In, 10 Ways in Which Wealthy People Think Differently About Money, the author says, “The wealthy think big”:

When you focus on just surviving through retirement or paying the mortgage, you will just survive through retirement or pay the mortgage. Your brain needs something big to dream about. You must aspire to be something huge. Stop dreaming of only a million bucks. Write down the biggest dream you can think of and multiply it by 10. That’s thinking big.

I agree. You get what you focus on, big or small, good or bad, so you might as well focus on the biggest and best.

Money may not be your primary motivation in life. I get that. But let’s put aside that debate for now and continue to use money as a metaphor for success because that’s how we keep score and because more money means you can do more of whatever else it is you want to do, even if that means giving away most of that money.

Anyway, if you haven’t already done so, before reading further, do the exercise. Pick a big number and multiple by ten.

Got it? Let it roll around in your brain for a few seconds. Imagine yourself in possession of that amount. That’s your annual income. Or your total assets.

Now, don’t think about whether or not it’s possible or how you could do it, just answer this question: When you think about that number how do you feel?

Does it feel good and proper or does it feel like an impossible dream?
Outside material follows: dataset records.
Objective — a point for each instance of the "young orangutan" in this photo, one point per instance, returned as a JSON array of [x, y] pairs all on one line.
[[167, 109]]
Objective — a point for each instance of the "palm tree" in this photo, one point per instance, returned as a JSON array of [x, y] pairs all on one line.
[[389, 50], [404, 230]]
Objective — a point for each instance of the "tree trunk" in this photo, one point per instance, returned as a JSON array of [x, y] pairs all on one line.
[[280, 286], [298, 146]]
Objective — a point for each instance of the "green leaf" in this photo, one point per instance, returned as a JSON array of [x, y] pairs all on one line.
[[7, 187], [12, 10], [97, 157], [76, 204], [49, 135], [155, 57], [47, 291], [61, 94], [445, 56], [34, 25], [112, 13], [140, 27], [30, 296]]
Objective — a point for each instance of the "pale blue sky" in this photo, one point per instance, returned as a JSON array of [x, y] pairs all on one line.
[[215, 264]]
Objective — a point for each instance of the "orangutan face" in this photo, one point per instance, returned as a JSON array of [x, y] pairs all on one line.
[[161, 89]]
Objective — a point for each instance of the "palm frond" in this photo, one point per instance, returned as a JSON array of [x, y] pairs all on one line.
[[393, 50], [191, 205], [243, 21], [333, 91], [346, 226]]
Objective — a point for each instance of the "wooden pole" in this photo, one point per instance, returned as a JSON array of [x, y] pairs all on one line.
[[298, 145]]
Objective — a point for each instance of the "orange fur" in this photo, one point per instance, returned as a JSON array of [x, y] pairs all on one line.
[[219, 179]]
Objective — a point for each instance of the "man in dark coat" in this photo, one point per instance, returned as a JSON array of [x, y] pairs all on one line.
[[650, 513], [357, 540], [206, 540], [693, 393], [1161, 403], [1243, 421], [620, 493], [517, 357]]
Does it feel exciting and make you smile or does it make you nervous or fearful?

If it feels good, great. Continue thinking about that number (or a bigger one) and use it to pull you forward towards a wealthier future.

If it doesn’t feel good, we need to talk.
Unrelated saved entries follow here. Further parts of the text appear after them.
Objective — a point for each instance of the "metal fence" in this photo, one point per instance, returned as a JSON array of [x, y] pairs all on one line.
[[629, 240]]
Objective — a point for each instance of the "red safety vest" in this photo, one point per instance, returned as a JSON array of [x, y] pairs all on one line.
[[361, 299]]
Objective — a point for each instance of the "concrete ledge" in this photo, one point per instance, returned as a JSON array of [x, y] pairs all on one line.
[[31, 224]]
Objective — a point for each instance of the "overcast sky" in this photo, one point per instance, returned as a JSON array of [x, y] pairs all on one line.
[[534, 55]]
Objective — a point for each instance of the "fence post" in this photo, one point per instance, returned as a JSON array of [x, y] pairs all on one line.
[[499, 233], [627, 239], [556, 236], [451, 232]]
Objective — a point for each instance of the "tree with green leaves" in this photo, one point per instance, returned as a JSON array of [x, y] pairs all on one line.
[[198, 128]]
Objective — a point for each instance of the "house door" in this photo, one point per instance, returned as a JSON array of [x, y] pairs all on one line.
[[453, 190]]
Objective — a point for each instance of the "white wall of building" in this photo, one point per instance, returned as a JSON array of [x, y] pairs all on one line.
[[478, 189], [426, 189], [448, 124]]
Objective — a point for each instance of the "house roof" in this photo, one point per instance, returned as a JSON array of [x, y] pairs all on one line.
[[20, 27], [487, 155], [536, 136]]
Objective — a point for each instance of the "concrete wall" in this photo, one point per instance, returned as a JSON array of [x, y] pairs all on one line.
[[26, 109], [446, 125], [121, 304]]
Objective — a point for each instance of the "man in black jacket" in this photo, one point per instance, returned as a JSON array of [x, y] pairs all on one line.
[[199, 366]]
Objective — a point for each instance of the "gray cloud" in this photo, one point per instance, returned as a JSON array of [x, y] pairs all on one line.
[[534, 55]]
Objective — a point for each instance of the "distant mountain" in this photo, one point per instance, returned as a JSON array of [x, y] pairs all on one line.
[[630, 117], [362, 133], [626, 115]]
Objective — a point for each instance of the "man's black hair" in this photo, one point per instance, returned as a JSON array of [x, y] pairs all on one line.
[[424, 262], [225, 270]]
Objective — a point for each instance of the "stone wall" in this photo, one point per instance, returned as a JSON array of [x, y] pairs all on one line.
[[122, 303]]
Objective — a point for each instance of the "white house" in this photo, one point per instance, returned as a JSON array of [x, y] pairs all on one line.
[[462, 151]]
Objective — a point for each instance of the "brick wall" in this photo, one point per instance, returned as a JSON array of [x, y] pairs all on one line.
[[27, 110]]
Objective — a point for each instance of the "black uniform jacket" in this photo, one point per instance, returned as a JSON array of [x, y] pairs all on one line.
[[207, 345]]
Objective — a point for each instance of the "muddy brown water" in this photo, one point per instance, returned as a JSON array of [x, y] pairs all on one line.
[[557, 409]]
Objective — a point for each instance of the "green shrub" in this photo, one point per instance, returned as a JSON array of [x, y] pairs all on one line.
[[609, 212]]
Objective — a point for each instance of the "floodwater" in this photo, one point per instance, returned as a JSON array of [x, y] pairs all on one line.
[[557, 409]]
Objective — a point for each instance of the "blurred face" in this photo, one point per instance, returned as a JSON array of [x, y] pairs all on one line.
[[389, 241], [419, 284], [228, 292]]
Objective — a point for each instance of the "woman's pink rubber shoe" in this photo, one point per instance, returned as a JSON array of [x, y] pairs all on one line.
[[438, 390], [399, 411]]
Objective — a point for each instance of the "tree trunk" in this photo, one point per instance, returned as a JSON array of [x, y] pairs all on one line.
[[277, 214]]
Okay, no lectures, and no psycho-babble about self-esteem or about negative money messages that were drilled into you at an early age. But if the thought of big money scares you or makes you feel anything bad, it means something.
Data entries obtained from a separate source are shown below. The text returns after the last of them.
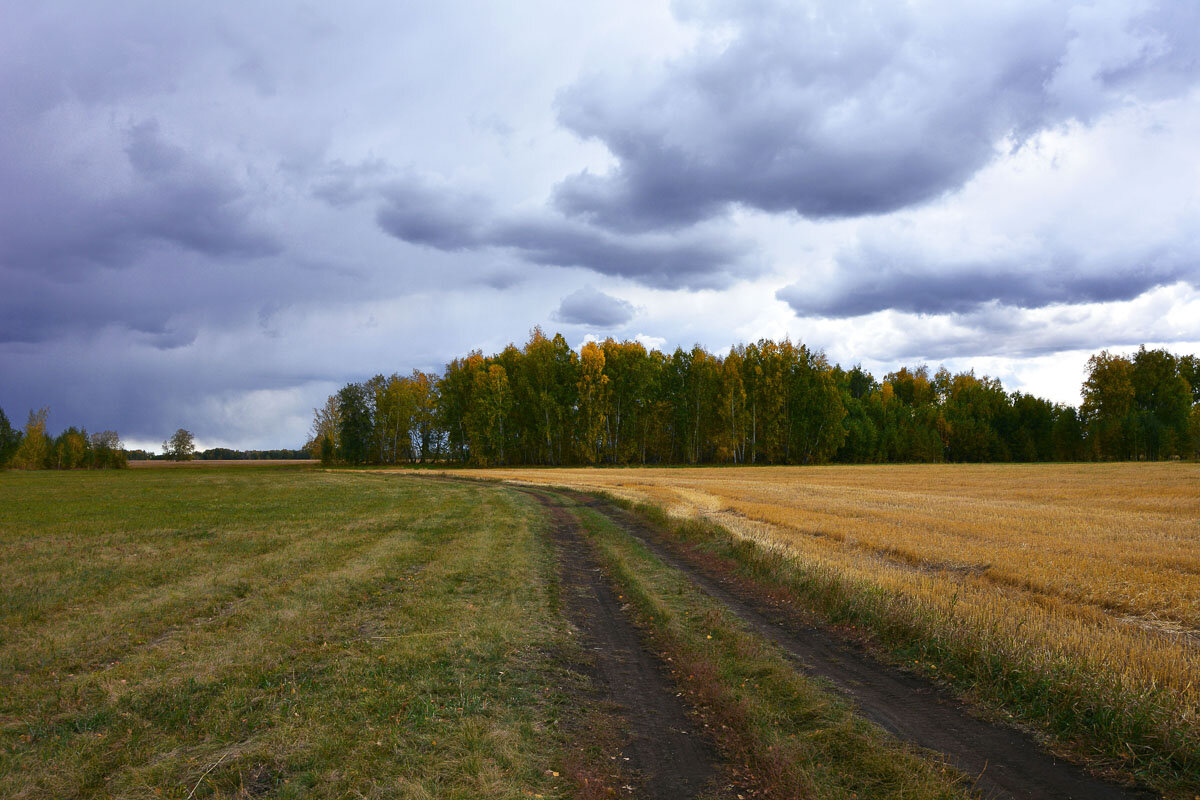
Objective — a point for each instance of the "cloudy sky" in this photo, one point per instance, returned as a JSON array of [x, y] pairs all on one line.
[[213, 215]]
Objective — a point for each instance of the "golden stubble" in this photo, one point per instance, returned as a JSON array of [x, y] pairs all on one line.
[[1093, 563]]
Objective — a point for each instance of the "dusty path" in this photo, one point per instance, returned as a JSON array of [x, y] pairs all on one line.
[[670, 756], [1008, 763]]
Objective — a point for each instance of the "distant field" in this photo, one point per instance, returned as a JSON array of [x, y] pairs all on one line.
[[1090, 571], [221, 462], [203, 632]]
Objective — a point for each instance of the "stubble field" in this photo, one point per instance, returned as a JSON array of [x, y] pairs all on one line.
[[1067, 595]]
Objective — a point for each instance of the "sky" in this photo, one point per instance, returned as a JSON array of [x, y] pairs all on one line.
[[214, 215]]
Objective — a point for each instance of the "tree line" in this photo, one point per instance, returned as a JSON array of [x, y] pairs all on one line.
[[33, 447], [763, 403]]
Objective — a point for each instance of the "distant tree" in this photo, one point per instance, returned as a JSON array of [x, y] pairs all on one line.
[[34, 451], [593, 402], [72, 449], [1194, 431], [1189, 368], [181, 445], [354, 423], [1109, 404], [10, 439], [107, 452]]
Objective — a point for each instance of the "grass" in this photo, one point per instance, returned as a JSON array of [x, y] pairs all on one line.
[[1065, 595], [214, 632], [793, 738]]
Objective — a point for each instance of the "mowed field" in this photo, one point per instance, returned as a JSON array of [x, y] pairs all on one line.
[[275, 632], [1066, 594]]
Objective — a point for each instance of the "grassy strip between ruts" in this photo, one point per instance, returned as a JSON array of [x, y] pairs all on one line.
[[791, 738], [198, 633], [1085, 711]]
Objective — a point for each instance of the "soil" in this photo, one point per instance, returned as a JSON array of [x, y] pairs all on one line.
[[1006, 762], [664, 753]]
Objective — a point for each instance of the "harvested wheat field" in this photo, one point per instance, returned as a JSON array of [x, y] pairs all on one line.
[[1062, 585]]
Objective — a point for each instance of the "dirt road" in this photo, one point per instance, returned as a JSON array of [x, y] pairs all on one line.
[[667, 756], [1007, 762]]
For one thing, it means you’re not on a path towards wealth. Your subconscious won’t allow it. It doesn’t want you to feel bad, it wants you to feel good. Pick a smaller number. Keep going smaller until you feel good about the number. Your subconscious mind approves of that amount.

So now what? If your logical brain says you want big(ger) money but your subconscious brain says you can’t have it, do you give up and surrender to your inner fears and limitations?

No. What you do is forget about the dollar amount for the time being and find a thought about money that feels better when you think it. If thinking about earning ten million dollars makes you nervous, reach for a thought you can accept. You might think, “There are things I could do to earn more than I earn now,” for example.

How does that thought feel? If it feels good, move forward. Think more thoughts that feel good about the subject, and keep doing that until you feel good about the subject most of the time.

What happens is that over time you’re subconscious begins to accept those increasingly positive thoughts about money as truths and good for you, not something it needs to protect you from. It will then guide you towards activities that lead to results that are consistent with those thoughts.

In other words, don’t try to force yourself into thinking big. It’s not about will power. Simply reach for a thought about money that feels better and continue doing that. Before long, you will find yourself thinking big about money, or at least bigger than you did when you started.

The process needn’t take a long time. Practice thinking thoughts that feel good (about money or anything else) and in thirty days or less you will see demonstrative changes in your attitude towards the subject.

Your attitude guides your activities, your activities determine your results, and your results determine your happiness. (Cue Pharrell.)

There’s the bell. Class dismissed. Open book test on Friday.